Without gradient sync, the N replicas diverge by step 2. The model is not "one model trained on more data" anymore, it is N separate models that happen to share initial weights. With gradient sync done badly (one allreduce per parameter, no overlap, no bucketing) the network is the bottleneck and the GPUs idle waiting for the wire. The craft of DDP is making the gradient sync nearly free relative to compute. The canonical PyTorch DDP achieves that by bucketing gradients, overlapping allreduce with the next layer's backward, and using NCCL on NVLink. We can do all three on CPU with gloo and learn the same lessons.

The Concept

sequenceDiagram
  participant R0 as rank 0
  participant R1 as rank 1
  participant R2 as rank 2
  participant R3 as rank 3
  R0->>R1: broadcast params
  R0->>R2: broadcast params
  R0->>R3: broadcast params
  Note over R0,R3: forward + backward on own shard
  R0->>R1: allreduce grad bucket
  R1->>R2: allreduce grad bucket
  R2->>R3: allreduce grad bucket
  R3->>R0: allreduce grad bucket
  Note over R0,R3: optimizer.step on identical grads

The three operations DDP needs

Stage	Collective	Why
Init	broadcast from rank 0	Every rank starts with the same parameters
After backward	allreduce of each grad	The mean gradient is what the optimiser steps on
Sometimes	broadcast of buffers	Batchnorm running stats stay synchronised

Why mean and not sum

Allreduce-SUM divided by world_size gives the mean gradient. The mean is invariant to world_size: a learning rate tuned at one rank works at four ranks because the per-step gradient magnitude does not change. Allreduce-SUM without the division forces you to retune the learning rate every time you change cluster size. DDP wraps the SUM and divides; do the same in the lesson.

Why bucket gradients

A transformer has thousands of parameter tensors. One allreduce per tensor pays the gloo latency floor thousands of times. DDP groups gradients into ~25 MB buckets and issues one allreduce per bucket. The same total bytes move across the wire but the latency is amortised over the bucket. For the lesson's tiny model we group everything into one bucket; the structure is what carries across.

Why pin the seed

Every rank must call torch.manual_seed(seed + rank) for shuffling but torch.manual_seed(seed) for parameter init. A single shared seed means every rank sees the same batch order (defeating data parallel); a rank-specific seed for params means initial parameters disagree by float epsilon and gradient sync no longer makes the replicas identical. Get the seed pattern right or the test for parameter equivalence fails on step 1.

Build It

code/main.py implements:

MiniMLP: a 3-layer MLP small enough to converge in seconds, large enough to expose the wiring.
DistributedDataParallel(model, world_size): broadcasts params at construct time, returns a wrapper whose sync_grads divides accumulated allreduce-summed grads by world_size.
worker(rank, world_size, ...): full training loop with torch.distributed init over gloo, forward, backward, sync, step.
_reference_single_process_loop(...): trains the same model on the same data sequentially on one rank, used by the test for byte-equal parameter equivalence after each step.

Run it:

python3 code/main.py

Output: a per-step training table comparing single-process loss and parameter checksum to the DDP run on 4 ranks. The two paths produce identical loss curves to float epsilon, proving the gradient sync is correct.
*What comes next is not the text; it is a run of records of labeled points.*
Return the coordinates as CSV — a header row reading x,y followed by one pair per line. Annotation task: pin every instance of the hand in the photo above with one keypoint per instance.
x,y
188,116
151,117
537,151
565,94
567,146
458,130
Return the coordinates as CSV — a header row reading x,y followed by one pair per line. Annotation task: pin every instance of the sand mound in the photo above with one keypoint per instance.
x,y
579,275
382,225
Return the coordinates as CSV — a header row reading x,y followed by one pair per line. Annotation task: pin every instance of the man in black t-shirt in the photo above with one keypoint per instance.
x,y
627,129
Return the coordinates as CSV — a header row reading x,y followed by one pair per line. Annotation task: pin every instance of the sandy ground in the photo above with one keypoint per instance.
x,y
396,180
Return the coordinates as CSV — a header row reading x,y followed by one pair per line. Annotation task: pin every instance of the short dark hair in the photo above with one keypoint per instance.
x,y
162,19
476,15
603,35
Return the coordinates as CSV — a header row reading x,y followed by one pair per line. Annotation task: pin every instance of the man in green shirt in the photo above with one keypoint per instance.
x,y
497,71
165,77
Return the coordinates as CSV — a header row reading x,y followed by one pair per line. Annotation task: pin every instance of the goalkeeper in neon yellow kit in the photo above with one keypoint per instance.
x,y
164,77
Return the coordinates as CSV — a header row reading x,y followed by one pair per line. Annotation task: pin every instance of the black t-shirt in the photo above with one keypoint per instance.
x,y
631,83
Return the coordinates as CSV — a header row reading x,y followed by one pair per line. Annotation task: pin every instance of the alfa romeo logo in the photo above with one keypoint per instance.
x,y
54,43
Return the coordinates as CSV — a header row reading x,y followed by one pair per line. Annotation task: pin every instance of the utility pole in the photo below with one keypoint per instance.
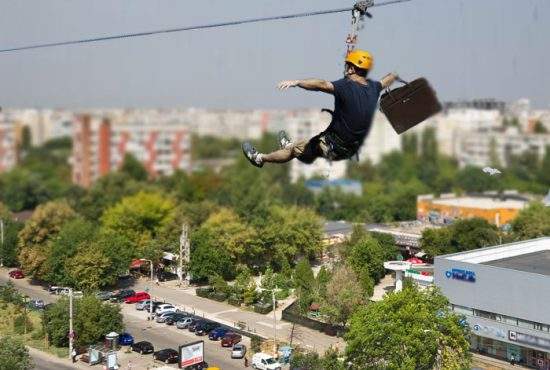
x,y
2,241
184,252
71,333
274,319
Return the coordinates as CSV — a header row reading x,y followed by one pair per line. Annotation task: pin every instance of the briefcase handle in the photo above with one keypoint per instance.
x,y
388,91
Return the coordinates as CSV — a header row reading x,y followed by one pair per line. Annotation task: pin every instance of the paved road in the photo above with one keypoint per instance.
x,y
161,335
43,361
230,315
165,336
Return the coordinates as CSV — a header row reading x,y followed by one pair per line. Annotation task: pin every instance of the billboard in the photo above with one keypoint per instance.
x,y
191,354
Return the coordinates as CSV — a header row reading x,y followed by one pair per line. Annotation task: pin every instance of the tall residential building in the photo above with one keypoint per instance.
x,y
8,145
99,146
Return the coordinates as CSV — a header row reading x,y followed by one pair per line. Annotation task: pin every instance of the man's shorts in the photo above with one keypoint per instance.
x,y
309,151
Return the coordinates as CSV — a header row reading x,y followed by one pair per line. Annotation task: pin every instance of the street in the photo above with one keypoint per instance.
x,y
161,335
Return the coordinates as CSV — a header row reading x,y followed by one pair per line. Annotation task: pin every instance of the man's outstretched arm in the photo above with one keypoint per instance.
x,y
309,84
389,79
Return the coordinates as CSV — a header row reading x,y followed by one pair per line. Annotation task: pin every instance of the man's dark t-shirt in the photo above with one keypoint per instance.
x,y
354,106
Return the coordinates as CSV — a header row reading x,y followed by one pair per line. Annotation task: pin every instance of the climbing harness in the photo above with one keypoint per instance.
x,y
359,9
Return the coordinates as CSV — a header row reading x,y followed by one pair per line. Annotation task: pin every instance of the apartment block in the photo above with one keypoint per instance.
x,y
99,146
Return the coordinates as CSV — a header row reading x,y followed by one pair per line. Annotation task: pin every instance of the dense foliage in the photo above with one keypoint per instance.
x,y
411,329
92,319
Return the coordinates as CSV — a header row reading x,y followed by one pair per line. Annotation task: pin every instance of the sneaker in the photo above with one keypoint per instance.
x,y
284,140
252,154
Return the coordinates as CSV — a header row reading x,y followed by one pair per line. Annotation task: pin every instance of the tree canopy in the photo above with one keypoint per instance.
x,y
411,329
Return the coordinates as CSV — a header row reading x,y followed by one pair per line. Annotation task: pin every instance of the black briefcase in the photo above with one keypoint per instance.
x,y
408,105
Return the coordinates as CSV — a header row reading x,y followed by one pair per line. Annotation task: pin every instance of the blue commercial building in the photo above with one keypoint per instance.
x,y
504,293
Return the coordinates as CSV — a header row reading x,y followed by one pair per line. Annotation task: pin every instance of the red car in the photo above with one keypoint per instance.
x,y
17,274
230,339
138,296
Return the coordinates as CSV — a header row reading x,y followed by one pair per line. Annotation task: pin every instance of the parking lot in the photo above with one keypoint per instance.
x,y
168,336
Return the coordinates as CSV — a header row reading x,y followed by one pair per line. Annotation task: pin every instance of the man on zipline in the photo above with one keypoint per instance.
x,y
355,100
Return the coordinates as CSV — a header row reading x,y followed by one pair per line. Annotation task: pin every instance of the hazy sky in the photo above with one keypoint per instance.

Production patterns in the wild

Three patterns harden DDP enough to ship.

Find unused parameters. Some forward paths skip parameters conditionally (early exit, mixture-of-experts router). The skipped parameters have no gradient, but DDP's bucket-ready hook still waits for them and the allreduce deadlocks. find_unused_parameters=True tells DDP to look at which params got gradients before reducing. The cost is a graph walk per step, so leave it off unless your forward branches.

Static graph optimisation. When the forward is stable across steps, static_graph=True lets DDP precompute the bucket schedule. The optimisation matters at scale: precomputing saves a few ms per step which compounds across 10000 steps.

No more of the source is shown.